Tag: Who trades?

  • Don’t fiddle

    I’m sure there are few things that provide more frustration than that of financial trading. The need, that we often have, to make the price on a chart move in a desired direction. We try to move price by will alone. The same as when we see a golfer on the TV try to move the path of a ball after the swing with body language.

    We therefore commit, but constantly fiddle as we go. We do this in sports, we’ve done this in our professional lives – If we do this with our trades we don’t do so well.

    Maybe it’s because we consider price, and therefore the chart, to be predictable and considerate. But the chart is active through the cumulative input of lots of lives, (not true, it’s mostly computers but they’re programmed so stay with me) built-up from inputs from multiples of institutions, agencies and individuals, each making their own interpretation of the outcome of price, working from multiple time frames and criteria.

    Price is therefore without emotion, price does not care about our trade. Self pity about a failed trade is pointless, other than the valuable lesson it generally always provides.

    Moreover, price is a ‘zero sum game’, meaning that price will only move if enough institutions, agencies or individuals are on the other side of the trade to accept the alternative trade, which builds uncertainty.

    Therefore any plan for price that we have is going to seem, at some point or other, more often than not, floored; a pure fantasy. However, if we don’t trade to a strategy then we will be in and out of trades like a jack-in-the-box with small to medium losses that destroy our confidence, our resolve and our account quicker than we think possible.

    So, what is the answer? Well, maybe: clarity, boldness and acceptance help.

    Clarity is clarity of strategy, which means a way to trade that is so clear to us that we’re almost embarrassed to mention its simplicity. Anything more than that is too complicated and unclear to us that we will dither when we need to take a trade.

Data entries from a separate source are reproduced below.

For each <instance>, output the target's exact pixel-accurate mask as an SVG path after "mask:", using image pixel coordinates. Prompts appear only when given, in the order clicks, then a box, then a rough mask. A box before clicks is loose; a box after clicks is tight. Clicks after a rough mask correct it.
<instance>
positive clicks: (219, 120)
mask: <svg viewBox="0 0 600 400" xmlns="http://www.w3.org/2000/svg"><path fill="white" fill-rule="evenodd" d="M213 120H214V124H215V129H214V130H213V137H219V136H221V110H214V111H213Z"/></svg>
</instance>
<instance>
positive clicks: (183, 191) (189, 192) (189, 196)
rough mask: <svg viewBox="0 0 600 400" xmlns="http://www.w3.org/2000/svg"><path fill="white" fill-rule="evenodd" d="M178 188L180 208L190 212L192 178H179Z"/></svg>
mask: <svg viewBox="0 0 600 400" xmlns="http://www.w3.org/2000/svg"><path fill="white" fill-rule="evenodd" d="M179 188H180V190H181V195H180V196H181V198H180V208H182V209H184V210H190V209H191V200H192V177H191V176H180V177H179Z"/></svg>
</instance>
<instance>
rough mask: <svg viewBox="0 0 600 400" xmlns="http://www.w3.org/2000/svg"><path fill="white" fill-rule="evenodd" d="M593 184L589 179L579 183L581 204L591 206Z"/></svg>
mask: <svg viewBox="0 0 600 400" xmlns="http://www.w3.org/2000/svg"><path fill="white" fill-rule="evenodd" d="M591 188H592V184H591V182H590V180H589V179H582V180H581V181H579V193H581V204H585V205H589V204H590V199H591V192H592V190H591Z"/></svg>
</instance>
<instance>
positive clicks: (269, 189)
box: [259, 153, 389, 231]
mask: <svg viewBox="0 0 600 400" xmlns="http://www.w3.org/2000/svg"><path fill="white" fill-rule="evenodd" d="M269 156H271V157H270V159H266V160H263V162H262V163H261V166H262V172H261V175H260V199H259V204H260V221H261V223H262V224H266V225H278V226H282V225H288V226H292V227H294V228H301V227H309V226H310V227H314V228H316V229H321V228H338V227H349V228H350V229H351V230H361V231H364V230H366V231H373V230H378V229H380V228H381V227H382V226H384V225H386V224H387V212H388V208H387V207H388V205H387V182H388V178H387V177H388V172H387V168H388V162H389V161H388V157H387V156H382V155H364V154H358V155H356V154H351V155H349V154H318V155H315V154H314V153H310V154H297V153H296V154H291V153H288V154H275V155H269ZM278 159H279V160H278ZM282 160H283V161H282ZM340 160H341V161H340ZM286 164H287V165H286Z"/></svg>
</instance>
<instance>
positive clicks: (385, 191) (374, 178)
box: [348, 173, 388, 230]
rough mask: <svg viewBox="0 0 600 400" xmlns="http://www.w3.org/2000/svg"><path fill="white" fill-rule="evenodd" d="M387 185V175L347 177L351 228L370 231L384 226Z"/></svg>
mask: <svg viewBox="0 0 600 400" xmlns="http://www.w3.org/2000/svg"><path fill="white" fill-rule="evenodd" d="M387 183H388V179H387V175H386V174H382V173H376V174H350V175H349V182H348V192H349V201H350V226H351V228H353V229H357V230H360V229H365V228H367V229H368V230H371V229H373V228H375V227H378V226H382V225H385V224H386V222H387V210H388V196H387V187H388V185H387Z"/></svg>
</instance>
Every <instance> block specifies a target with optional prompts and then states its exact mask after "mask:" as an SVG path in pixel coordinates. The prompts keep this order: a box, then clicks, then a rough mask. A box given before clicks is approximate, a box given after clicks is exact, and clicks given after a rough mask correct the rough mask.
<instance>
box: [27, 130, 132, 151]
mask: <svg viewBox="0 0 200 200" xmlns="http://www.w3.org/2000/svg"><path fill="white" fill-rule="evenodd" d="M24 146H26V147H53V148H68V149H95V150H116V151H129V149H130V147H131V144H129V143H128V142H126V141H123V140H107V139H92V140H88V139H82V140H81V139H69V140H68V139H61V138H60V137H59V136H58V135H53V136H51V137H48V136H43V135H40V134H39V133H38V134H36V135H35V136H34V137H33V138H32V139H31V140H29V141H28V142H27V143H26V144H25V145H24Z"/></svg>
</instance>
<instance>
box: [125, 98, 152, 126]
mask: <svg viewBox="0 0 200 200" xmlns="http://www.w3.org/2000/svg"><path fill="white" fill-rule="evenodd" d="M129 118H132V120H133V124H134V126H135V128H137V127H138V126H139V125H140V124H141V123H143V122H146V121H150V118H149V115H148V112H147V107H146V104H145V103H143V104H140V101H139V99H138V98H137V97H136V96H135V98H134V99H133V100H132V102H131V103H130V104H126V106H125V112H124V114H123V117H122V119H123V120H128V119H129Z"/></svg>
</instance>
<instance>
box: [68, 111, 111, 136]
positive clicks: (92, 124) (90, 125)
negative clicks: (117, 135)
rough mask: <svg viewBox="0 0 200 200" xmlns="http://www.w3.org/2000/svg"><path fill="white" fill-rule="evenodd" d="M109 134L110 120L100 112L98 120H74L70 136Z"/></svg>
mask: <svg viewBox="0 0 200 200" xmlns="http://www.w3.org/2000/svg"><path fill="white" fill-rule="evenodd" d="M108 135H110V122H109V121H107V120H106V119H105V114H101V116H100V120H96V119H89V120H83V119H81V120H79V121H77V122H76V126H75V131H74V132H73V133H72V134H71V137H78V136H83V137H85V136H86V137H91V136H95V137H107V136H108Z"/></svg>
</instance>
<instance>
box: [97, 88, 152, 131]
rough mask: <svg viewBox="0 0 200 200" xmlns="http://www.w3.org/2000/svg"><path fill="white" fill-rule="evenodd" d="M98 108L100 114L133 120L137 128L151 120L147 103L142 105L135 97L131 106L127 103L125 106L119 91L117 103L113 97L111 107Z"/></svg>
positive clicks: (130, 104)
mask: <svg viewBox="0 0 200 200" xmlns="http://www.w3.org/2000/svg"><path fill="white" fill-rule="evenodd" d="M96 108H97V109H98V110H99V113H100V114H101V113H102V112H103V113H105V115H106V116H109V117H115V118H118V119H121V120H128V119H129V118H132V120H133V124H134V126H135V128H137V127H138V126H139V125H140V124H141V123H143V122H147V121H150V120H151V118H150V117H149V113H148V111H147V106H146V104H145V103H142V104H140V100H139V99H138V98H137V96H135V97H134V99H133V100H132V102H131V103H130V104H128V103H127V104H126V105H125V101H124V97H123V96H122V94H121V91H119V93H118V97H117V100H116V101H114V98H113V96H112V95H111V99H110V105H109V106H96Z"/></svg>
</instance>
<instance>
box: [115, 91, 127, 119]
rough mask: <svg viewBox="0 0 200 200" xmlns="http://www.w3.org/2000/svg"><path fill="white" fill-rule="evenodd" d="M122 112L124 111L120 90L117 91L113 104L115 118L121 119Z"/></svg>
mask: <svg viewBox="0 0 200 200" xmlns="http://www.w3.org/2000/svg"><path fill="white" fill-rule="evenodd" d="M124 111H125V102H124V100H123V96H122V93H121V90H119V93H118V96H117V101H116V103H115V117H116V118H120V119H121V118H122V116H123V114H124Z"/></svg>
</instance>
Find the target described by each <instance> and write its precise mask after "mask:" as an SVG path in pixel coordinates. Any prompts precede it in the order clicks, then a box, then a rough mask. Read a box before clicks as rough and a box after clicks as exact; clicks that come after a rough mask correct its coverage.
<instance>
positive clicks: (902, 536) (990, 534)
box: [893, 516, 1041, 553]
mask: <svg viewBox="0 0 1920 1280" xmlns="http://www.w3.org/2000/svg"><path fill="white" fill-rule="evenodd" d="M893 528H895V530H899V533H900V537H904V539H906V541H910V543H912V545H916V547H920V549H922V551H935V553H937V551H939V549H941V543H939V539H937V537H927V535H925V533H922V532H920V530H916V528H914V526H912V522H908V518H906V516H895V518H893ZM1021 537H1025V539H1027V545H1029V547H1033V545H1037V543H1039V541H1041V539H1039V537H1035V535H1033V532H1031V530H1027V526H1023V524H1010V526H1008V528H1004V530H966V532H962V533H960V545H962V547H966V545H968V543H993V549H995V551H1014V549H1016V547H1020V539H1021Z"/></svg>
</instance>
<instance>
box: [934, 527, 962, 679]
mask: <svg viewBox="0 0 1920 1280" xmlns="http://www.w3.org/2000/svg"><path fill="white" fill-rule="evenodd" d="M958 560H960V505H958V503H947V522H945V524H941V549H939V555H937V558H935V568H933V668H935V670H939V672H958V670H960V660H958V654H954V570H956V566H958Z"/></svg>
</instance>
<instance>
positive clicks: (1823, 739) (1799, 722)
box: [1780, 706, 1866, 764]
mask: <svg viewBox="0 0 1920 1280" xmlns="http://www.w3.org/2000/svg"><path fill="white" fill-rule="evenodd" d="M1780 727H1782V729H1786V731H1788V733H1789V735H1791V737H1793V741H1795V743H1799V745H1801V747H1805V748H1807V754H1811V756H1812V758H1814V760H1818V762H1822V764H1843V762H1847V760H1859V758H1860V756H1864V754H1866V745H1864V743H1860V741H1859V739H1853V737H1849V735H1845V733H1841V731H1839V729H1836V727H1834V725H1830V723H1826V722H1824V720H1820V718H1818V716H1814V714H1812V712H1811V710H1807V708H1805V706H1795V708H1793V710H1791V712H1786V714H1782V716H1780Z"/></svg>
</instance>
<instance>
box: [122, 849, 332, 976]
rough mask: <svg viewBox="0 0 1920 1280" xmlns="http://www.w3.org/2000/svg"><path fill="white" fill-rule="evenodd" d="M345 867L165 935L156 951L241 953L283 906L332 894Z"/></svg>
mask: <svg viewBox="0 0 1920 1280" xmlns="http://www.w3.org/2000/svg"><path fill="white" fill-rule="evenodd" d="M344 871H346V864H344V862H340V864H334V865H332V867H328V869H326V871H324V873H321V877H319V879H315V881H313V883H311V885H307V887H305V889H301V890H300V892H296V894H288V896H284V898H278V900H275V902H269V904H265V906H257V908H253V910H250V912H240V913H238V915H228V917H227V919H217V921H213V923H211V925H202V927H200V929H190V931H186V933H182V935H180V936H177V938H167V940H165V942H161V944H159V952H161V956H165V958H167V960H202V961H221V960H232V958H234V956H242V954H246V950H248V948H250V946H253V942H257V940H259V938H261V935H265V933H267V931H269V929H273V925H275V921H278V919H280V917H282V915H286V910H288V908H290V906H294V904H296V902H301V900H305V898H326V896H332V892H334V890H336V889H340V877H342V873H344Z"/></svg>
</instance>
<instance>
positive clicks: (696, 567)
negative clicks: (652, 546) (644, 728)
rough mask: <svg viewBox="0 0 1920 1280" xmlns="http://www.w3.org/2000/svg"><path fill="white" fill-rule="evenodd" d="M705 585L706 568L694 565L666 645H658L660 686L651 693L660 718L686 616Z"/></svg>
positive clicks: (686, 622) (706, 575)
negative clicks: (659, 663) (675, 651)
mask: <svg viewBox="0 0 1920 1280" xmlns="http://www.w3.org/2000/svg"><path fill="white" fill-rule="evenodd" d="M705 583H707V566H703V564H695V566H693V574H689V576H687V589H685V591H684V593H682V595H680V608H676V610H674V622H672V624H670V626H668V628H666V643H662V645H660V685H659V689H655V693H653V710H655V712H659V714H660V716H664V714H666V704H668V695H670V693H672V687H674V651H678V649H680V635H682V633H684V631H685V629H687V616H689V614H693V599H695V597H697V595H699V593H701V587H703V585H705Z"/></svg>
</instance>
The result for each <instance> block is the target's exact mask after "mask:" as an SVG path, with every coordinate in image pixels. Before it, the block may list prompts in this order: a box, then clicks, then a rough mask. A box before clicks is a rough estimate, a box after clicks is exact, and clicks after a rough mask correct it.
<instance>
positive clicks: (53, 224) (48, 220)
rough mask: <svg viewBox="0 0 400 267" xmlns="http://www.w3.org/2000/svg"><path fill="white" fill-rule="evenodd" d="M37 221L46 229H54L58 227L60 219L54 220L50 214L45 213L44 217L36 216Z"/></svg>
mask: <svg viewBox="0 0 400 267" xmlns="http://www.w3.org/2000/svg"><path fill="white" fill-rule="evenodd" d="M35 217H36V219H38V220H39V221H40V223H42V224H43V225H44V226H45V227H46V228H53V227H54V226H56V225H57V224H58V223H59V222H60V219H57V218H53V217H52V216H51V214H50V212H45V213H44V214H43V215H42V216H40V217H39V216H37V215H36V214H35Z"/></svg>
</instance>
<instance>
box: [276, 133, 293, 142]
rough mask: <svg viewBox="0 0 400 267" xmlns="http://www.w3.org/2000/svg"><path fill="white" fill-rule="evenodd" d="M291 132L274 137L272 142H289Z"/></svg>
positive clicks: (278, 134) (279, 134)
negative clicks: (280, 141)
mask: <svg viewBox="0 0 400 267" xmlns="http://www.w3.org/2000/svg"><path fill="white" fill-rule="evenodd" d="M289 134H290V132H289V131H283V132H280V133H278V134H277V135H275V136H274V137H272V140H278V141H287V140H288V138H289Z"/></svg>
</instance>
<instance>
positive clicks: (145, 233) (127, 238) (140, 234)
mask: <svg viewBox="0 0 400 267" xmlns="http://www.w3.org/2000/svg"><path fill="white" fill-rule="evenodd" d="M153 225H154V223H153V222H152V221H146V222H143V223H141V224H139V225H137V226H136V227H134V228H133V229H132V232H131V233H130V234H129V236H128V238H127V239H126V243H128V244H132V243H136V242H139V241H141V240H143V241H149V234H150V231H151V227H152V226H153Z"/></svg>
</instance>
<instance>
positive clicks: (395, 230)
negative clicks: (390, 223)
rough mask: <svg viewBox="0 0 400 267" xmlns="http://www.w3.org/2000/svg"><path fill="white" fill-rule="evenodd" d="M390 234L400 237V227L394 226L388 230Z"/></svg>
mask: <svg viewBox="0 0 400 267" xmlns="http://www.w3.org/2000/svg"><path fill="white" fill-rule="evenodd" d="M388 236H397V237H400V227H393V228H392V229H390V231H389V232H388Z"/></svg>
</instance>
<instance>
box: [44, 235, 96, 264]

    Boldness is boldness in our commitment to a strategy. No questions asked. Commit to the risk and no half measures… like reducing (or much worse increasing) the stop position, or exiting before target without good reason.

    Acceptance is acceptance of change. We cannot win every trade. To try to do so clashes with clarity of strategy and boldness and the loop will quickly collapse. Acceptance in our strategy, acceptance that it works most of the time; or at least some of the time.

    And if we manage correctly (rather than fiddle) then that is enough to be profitable.

  • Trade without bias

    “No data yet!….It is a capital mistake to theorise before you have all the evidence, it biases the judgement.”                            Sherlock Holmes

    We’ve previously touched on an issue that: doctors, engineers, solicitors etc may have when they try to trade – and I was no exception.

    For a long time we have, through professional good habit, been comfortable predicting the way ahead based on our experience, good judgement and assumptions.

    In technical trading, however, such attributes do not help. Having a preconceived idea of what the market will do blinds us to reading the market in the moment. Or, as Arthur Conan Doyle wrote, “it biases the judgement”.

    We have previously considered (from Joshua Foer) that a grand master chess player does not look several moves ahead, as we all assume, but rather is coldly reacting, more or less, to the opposition pieces presented in that moment.

    A form of trading, which I like a lot, is what I call “always in” trading. This is best done on a single market and timeframe. Always-in provides the dual meaning of direction of trade and committing to a trade direction wherever possible.

    Whenever we are confident of an always-in trade direction, then we are to do everything we can to enter the trade.

    In a neutral, or 50/50, event the trader waits. But as soon as the always-in is defined with some probability then the trader enters the trade.

    Okay, there is more to it than that and why ‘always-in’ is a method, I think, for the experienced trader only – but bizarrely all beginners seem to start out with this or a similar methodology.

    To do the same in my previous career, it would be like joining the Red Arrows before completing flying training.